# Geometric distribution

• Jul 26th 2011, 09:00 AM
yellowcarrotz
Geometric distribution
Hi, I am studying discrete random variables and have been given the question:

Suppose that X is a geometrically distributed random variable with parameter p €(0,1) i.e for all n=1,2..... P(X=n)=(1-p)^(n-1)p

Show that for k=0,1,......
P(X>k)=(1-p)^k

In the previous part of the question I proved that E(X)=1/p, will the formula
E(X)=sum(P(X>n)) where n € 0,1,2..... help me?

• Jul 26th 2011, 02:20 PM
SpringFan25
Re: Geometric distribution
Quote:

E(X)=sum(P(X>n)) where n € 0,1,2..... help me?
I haven't seen that before and its not true in general. if its true for this distribution (and i haven't checked) then it might help but its probably just as easy to note the following:

P(X>k) = P(X=k+1) + P(X=k+2) ....
if you write out the terms you will see a geometric progression. There is a standard formula for summing those.
• Jul 26th 2011, 03:28 PM
bryangoodrich
Re: Geometric distribution
Quote:

Originally Posted by SpringFan25
I haven't seen that before and its not true in general. if its true for this distribution (and i haven't checked) then it might help but its probably just as easy to note the following:

P(X>k) = P(X=k+1) + P(X=k+2) ....
if you write out the terms you will see a geometric progression. There is a standard formula for summing those.

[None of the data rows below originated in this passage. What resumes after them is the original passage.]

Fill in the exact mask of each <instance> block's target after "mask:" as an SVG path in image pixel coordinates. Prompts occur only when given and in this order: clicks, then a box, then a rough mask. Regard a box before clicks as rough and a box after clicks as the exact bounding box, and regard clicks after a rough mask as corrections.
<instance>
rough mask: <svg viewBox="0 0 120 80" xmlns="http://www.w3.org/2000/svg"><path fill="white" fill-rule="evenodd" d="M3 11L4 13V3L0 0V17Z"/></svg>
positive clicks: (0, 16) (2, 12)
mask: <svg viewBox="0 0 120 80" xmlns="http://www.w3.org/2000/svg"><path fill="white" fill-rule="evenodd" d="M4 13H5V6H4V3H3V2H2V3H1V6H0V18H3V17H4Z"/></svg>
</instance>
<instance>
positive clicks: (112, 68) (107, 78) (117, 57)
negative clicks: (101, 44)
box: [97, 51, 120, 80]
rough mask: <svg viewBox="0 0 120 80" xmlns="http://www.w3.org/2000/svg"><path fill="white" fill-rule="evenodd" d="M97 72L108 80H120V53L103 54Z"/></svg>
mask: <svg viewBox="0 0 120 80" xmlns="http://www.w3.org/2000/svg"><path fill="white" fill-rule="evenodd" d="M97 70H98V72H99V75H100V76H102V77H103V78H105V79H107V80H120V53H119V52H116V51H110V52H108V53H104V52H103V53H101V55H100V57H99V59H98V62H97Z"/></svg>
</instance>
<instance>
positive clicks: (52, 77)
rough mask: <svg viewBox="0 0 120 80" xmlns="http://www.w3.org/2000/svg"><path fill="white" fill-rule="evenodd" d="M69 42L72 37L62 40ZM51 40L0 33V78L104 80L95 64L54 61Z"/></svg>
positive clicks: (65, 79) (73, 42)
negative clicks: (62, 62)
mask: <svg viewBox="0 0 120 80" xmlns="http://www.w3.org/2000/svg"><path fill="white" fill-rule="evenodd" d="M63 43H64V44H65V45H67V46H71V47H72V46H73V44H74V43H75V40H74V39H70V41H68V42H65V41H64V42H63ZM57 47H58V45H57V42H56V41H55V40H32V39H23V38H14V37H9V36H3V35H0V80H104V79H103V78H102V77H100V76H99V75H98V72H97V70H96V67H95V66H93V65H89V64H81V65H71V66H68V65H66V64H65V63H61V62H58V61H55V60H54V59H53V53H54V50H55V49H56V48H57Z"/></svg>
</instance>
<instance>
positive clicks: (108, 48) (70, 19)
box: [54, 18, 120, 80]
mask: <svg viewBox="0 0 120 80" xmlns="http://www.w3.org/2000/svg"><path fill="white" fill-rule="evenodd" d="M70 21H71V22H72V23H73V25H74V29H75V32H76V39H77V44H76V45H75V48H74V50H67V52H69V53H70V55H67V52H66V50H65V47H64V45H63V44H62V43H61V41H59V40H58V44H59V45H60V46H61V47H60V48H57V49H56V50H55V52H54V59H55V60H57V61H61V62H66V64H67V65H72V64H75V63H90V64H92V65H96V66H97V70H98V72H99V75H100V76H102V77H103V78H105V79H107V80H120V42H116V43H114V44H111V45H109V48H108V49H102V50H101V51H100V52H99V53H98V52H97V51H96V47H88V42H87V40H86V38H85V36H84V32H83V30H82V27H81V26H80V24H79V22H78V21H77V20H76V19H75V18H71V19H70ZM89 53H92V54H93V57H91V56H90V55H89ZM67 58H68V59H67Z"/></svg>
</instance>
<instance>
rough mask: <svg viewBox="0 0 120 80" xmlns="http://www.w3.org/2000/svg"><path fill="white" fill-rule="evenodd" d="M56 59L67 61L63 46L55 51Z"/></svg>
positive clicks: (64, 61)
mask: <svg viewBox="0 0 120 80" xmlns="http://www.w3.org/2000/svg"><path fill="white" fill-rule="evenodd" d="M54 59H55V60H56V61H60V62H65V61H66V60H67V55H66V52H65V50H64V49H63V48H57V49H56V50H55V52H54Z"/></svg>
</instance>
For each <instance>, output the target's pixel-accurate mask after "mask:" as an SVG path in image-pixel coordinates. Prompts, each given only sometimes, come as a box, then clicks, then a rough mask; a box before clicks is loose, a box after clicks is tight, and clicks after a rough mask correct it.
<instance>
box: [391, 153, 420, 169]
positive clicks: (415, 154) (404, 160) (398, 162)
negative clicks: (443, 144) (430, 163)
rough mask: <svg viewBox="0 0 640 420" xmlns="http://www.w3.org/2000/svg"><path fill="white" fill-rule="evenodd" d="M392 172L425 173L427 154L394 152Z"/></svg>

The "..." makes it a bit more difficult than if we look at $\displaystyle 1 - P(X \leq k) = P(X > k)$. This way we have a finite sum of probabilites up to k for each k.
• Jul 27th 2011, 02:53 AM
SpringFan25
Re: Geometric distribution
i guess its a matter of style/backround whether you prefer to sum a finite or infinite geometric series.

Personally i would consider the infinite case simpler, as there is no risk of counting the wrong number of terms (which i have an irrational fear of doing). In addition I would point out that the formula for the finite geometric sum is just the difference between 2 infinite sums anyway.
• Jul 28th 2011, 06:24 AM
yellowcarrotz
Re: Geometric distribution
Quote:

Originally Posted by SpringFan25
i guess its a matter of style/backround whether you prefer to sum a finite or infinite geometric series.

Personally i would consider the infinite case simpler, as there is no risk of counting the wrong number of terms (which i have an irrational fear of doing). In addition I would point out that the formula for the finite geometric sum is just the difference between 2 infinite sums anyway.